I'm sorry human, I don't understand that. You can see what commands I support by typing:

@whedon commands
fboehm commented 3 years ago

@whedon set v0.5 as version

whedon commented 3 years ago

OK. v0.5 is the version.

fboehm commented 3 years ago

@whedon check references

whedon commented 3 years ago
Reference check summary (note 'MISSING' DOIs are suggestions that need verification):

OK DOIs

- 10.1016/S0167-9473(99)00101-2 is OK
- 10.1002/0470055464 is OK
- 10.1145/567806.567807 is OK
- 10.1137/1.9780898719604 is OK
- 10.1002/9781119214656 is OK
- 10.1016/j.csda.2004.09.009 is OK
- 10.1080/01621459.1990.10474920 is OK
- 10.1198/jcgs.2009.0005 is OK

MISSING DOIs

- None

INVALID DOIs

- None
fboehm commented 3 years ago

@whedon set 10.5281/zenodo.4895167 as archive

whedon commented 3 years ago

OK. 10.5281/zenodo.4895167 is the archive.

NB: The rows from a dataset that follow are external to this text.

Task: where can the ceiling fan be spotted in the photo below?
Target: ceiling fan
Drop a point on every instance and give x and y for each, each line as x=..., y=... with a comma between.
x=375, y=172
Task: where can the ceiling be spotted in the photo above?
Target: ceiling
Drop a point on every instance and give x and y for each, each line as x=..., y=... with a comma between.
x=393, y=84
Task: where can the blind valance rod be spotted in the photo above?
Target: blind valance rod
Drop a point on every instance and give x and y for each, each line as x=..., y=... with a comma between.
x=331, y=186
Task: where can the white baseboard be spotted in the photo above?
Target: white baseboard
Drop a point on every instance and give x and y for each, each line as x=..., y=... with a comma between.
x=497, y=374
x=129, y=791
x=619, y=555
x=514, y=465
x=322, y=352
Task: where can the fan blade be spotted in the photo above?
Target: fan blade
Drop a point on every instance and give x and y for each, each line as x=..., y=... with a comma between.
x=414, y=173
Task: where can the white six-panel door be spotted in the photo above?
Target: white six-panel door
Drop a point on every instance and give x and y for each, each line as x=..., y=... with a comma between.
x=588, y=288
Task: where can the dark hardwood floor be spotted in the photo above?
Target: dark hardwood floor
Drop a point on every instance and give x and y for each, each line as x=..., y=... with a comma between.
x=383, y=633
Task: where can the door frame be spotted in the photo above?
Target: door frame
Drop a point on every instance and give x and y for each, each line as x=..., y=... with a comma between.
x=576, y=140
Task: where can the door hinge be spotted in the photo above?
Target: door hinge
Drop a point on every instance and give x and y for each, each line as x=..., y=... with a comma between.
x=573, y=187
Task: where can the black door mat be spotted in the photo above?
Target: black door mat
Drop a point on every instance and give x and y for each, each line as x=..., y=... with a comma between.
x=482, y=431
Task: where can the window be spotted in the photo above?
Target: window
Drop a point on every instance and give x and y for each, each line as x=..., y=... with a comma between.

fboehm commented 3 years ago

@whedon accept

whedon commented 3 years ago

To recommend a paper to be accepted use @whedon recommend-accept

fboehm commented 3 years ago

@whedon recommend-accept

whedon commented 3 years ago
Attempting dry run of processing paper acceptance...
whedon commented 3 years ago

:wave: @openjournals/joss-eics, this paper is ready to be accepted and published.

Check final proof :point_right: https://github.com/openjournals/joss-papers/pull/2356

If the paper PDF and Crossref deposit XML look good in https://github.com/openjournals/joss-papers/pull/2356, then you can now move forward with accepting the submission by compiling again with the flag deposit=true e.g.

@whedon accept deposit=true
whedon commented 3 years ago
Reference check summary (note 'MISSING' DOIs are suggestions that need verification):

OK DOIs

- 10.1016/S0167-9473(99)00101-2 is OK
- 10.1002/0470055464 is OK
- 10.1145/567806.567807 is OK
- 10.1137/1.9780898719604 is OK
- 10.1002/9781119214656 is OK
- 10.1016/j.csda.2004.09.009 is OK
- 10.1080/01621459.1990.10474920 is OK
- 10.1198/jcgs.2009.0005 is OK

MISSING DOIs

- None

INVALID DOIs

- None
fboehm commented 3 years ago

@tobiasschoch - I just recognized that the title of the archive doesn't match the title of the manuscript. Can you please fix this?